Budapest Buda castle

Budapest is considered one of the most beautiful cities in the world — and not only by us here at Daily News Hungary. It is, of course, the capital and has a population of over 1.7 million, making it one of the largest cities in the EU. It pretty much has something for everyone and a quick Google search will show you why it is so popular, and why it is listed among the very best, like Rome, Paris, Amsterdam, and London, etc.

Indeed earlier this year, The Telegraph, one of Britain’s most respectable newspapers, ranked it among the 25 best European city breaks for 2017, and if you have never been, now is as good a time as any to start making plans to join the estimated 14-15 million people that do so every single year.

But for those that have never been, here are some of our top recommendations for first-timers in Budapest…

Budapest Danube Citadel, photo: maxpixel

Any trip to Budapest would not be complete without seeing the Hungarian Parliament Building and its neo-gothic architecture.

It is now well over 100 years old and is the third-biggest parliamentary building in the world.

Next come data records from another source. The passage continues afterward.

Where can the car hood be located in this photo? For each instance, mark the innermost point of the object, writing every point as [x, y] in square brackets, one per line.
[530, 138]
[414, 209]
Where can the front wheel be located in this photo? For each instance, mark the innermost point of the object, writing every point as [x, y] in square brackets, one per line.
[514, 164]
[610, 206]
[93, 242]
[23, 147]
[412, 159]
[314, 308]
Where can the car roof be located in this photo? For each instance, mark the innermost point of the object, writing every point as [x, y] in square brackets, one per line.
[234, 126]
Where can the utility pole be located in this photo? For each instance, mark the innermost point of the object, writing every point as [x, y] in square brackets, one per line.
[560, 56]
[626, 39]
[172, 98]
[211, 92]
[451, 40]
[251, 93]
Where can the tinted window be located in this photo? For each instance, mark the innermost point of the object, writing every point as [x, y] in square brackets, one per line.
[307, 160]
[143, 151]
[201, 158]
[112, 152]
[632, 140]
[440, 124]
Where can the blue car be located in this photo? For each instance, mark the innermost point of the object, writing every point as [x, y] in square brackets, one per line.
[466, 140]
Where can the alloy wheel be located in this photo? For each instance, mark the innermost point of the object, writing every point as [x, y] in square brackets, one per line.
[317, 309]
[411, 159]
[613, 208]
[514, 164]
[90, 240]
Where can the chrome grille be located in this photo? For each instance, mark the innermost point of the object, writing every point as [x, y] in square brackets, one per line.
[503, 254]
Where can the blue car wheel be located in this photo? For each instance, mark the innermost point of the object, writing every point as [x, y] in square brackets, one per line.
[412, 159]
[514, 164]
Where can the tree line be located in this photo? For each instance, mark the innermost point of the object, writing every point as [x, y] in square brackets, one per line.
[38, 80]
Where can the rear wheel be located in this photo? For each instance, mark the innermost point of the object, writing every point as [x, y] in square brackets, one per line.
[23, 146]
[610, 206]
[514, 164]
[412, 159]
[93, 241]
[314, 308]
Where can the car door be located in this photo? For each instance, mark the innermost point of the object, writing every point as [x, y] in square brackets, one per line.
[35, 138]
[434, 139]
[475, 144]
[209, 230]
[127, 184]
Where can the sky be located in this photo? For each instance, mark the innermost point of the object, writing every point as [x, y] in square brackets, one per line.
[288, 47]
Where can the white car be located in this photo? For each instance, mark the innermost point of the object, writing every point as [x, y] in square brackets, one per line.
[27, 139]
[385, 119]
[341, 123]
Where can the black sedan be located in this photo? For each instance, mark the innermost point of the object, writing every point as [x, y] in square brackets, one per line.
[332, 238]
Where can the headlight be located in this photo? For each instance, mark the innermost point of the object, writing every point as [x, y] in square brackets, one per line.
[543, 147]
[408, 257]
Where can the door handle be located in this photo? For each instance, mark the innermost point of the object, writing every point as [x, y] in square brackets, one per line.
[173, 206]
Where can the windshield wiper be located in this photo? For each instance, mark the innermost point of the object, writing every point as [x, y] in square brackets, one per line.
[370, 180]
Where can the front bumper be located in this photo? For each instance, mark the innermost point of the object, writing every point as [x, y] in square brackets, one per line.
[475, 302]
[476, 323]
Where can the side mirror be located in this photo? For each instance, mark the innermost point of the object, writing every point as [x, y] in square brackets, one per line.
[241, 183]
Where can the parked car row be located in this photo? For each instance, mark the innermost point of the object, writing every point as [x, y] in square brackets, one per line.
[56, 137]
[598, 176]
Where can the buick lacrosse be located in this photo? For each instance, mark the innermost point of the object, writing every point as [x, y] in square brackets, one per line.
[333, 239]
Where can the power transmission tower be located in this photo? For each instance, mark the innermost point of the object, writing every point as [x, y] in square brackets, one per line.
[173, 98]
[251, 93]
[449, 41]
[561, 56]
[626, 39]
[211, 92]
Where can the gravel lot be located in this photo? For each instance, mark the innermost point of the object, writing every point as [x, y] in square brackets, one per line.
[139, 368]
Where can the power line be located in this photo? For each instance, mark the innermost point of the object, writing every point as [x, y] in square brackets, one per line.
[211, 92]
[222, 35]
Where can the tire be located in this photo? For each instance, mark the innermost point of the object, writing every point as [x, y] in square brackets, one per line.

It also houses the Hungarian crown jewels, and a guided tour is well recommended, although buy tickets in advance, as numbers can be limited, and then you won’t have to waste precious time queuing.

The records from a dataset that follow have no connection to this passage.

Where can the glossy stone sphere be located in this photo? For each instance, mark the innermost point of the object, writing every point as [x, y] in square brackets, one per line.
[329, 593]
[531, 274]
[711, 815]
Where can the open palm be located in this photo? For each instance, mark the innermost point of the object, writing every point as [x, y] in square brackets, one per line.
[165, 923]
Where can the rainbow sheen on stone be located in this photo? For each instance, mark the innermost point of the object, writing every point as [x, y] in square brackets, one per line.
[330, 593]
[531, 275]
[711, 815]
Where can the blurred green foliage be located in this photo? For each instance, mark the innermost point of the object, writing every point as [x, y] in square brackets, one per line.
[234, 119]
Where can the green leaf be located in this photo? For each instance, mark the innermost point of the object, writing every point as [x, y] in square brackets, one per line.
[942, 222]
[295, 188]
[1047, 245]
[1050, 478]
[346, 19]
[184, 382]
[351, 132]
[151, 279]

The Hungarian Parliament Building is not the only sight you should take in, though. And as befits an area designated a UNESCO World Heritage Site, there really is an abundance of historic buildings and places to see, from Andrassy Avenue to the Buda Castle Quarter to the Buda Castle Hill Funicular. The latter first opened back in 1870, more than one hundred years ago — about the same time as the famous Russian writer Leo Tolstoy and the U.S. lawman Wyatt Earp were around, and four years prior, incidentally, to the birth of one of Britain’s most famous leaders, Winston Churchill. From there, you can get some great views of the river Danube and “Pest” and it is a popular way to get up to Buda Castle — especially in the heat of summer, as it saves walking up Buda Castle Hill.

Another site in that vicinity and one popular with tourists is the Chain Bridge — linking “Buda” and “Pest”. It is one another of the best-known landmarks in the city and is often credited with aiding the union of Buda, Pest, and Obuda back in 1873.

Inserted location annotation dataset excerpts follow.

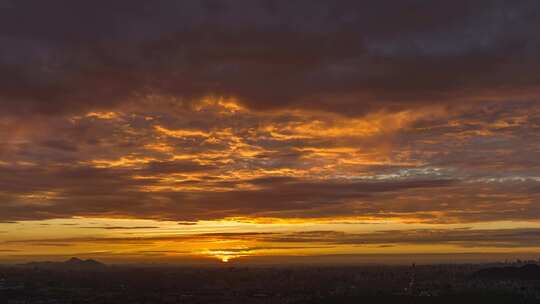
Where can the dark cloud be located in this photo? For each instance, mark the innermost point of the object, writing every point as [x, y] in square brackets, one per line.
[342, 56]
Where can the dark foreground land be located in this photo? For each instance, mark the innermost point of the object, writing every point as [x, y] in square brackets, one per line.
[77, 281]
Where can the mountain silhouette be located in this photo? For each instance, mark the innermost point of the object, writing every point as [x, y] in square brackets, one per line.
[73, 263]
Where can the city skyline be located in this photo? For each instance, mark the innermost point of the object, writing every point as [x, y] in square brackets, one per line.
[269, 131]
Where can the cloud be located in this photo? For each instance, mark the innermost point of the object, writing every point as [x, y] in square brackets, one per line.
[340, 59]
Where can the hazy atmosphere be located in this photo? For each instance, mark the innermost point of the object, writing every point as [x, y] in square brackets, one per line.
[264, 131]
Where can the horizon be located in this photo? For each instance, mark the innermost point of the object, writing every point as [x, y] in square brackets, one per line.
[246, 132]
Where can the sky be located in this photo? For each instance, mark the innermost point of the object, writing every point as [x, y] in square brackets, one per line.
[274, 131]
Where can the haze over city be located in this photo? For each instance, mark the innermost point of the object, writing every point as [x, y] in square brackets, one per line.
[269, 132]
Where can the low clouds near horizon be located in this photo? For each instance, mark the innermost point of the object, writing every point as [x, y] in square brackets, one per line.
[205, 110]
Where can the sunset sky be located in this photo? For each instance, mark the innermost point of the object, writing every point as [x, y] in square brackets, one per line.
[256, 130]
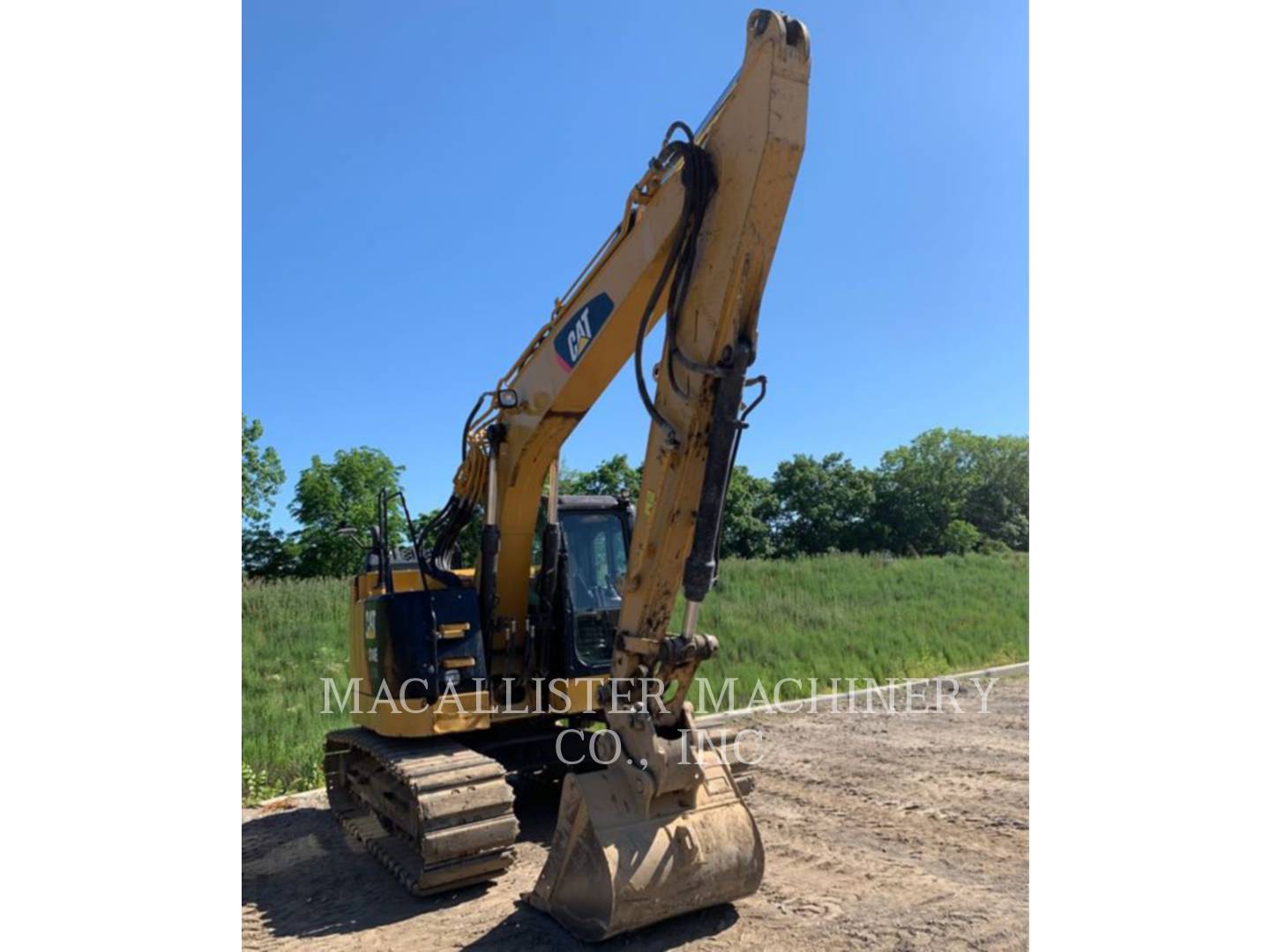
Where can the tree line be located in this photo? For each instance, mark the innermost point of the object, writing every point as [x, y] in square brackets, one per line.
[946, 492]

If you want to take a break from sightseeing, the hot-spring baths are a must and there is plenty to choose from with well over 100 registered. Budapest is not known as the “City of Spas” for nothing.

The Szechenyi Thermal Baths are especially popular and are one of the largest in Europe with indoor and outdoor facilities and 21 pools in total. It is also open all year round. Other famous baths include the Art Nouveau Gellért Baths and the Rudas Baths, but as we said, you are spoilt for choice.

Did we mention the markets? We have now! The Central Market Hall host Budapest’s biggest and oldest indoor market, which is great for buying meat, fruit, vegetables, cheeses, and wine, as well as clothes, handicrafts, and souvenirs. The Ecseri Flea Market is also worth venturing too — it’s about 30-45 minutes from the Central Market Hall — and is more for those that might want something more retro or antique. You can haggle too, which is all part of the fun.

That’s just a few of the top things to do in Budapest, but it should keep most first-timers occupied. Although if you do have more time, head to Margaret Island — in the middle of the Danube — to experience the cities “green oasis”, and do head to the Ruin Pubs in Budapest’s seventh district. Above all, enjoy.